If you’re wondering how to protect your savings in a way that can beat inflation while giving you above-average returns, one option to seriously consider is to invest in the stock market.
The Dow Jones Industrial Average has delivered an annualized return of almost 8% over the last 25 years. The S&P 500 has, in fact, given a return of between 8% to 12% per annum.
So, if you had invested just $10,000 in the stock market, say 50 years ago, that $10,000 would have become more than $380,000 today! So, is investing in the stock market a good choice? Let’s look at the pros and cons of doing so.
1) Pro: A great way to beat inflation
Investing is one of the best ways to beat inflation. Historically, the average annualized return from stocks is higher than the average annualized inflation rate. However, this will apply only if you hold stocks for an extended period since the stock market has its ups and downs.
2) Pro: You can generate substantial wealth
One of the biggest draws of the stock market is its potential to generate substantial wealth for you. You must have heard of people who bought shares of companies such as Google or Apple at very low costs and made a literal fortune with those investments.
However, you don’t need to play the lottery in an attempt to find the next multibagger, provided you’re willing to play a long game in the stock market and hold your investments in the long term.
You can generate good investment returns on the stock market by taking professional assistance from experts advisors and help you generate wealth in the long term.
3) Pro: Your financial portfolio gets added flexibility
Your financial portfolio will consist of various assets like your house and bank deposits. If you invest in stocks, your entire financial portfolio will get added flexibility.
If you like, you can allocate your funds for your retirement. The best part of such allocation is that those funds will stay tax-free until you actually use them.
4) Con: The stock market may crash
Volatility is a given for the stock market, yet a significant erosion of your invested capital is less common. But, keep in mind that if the stock market suffers a substantial drop in value, then the value of your invested stocks may plummet. For example, the stock market crash in 2008 made almost all stocks touch unanticipatedly low levels in just a few hours.
Even though the stock market recovered since then, investors took years to rebuild their portfolios.

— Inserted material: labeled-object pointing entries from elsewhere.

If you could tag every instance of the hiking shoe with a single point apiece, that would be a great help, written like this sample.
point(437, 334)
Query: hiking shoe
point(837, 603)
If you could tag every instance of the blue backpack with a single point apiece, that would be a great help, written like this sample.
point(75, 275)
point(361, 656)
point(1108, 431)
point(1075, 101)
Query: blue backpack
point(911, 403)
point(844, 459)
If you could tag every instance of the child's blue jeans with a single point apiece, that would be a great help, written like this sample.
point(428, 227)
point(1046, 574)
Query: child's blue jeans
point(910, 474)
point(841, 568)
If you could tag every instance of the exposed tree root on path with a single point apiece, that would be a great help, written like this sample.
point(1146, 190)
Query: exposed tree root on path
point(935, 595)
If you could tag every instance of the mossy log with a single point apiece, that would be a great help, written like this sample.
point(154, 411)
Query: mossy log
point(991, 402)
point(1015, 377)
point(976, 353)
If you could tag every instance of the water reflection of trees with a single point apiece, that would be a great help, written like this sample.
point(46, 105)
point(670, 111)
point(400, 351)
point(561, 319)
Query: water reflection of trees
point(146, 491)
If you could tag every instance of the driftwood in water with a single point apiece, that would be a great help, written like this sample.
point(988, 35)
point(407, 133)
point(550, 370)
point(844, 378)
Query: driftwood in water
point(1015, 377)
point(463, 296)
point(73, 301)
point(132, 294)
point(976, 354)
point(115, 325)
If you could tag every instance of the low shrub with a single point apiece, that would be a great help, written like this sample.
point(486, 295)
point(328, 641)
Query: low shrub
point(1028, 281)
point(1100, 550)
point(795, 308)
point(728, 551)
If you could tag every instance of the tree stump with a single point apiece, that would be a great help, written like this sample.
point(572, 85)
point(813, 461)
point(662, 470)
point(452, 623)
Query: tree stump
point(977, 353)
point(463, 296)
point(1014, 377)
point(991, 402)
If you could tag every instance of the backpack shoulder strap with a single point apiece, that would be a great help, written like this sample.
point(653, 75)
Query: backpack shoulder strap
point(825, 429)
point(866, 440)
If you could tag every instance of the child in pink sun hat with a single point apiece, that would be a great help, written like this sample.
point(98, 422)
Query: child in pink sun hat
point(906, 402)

5) Con: You’ll have to devote a lot of time if you do your investments yourself
If you buy stocks on your own, you need to do thorough research of each company to get an idea of its profitability potential before purchasing its stock. You should know how to read annual reports, financial statements and keep an eye out for any news about the company’s development
What’s more, you should monitor the stock market regularly since the price of a company’s stock is likely to fall in a bear market, a market crash, or a market correction. Follow these practical tips for investors if you are looking to get the most out of your investments.
6) Con: You should have a good appetite for risk
If you’re investing in individual stocks, you should have a good risk appetite. If a company does well, you may get returns that are multiple times your invested amount. However, if a company does not perform well, investors in it are likely to sell, which may, in turn, cause the stock price to go down drastically. If you sell your holdings in that stock, you’re likely to lose a substantial part of your initial investment.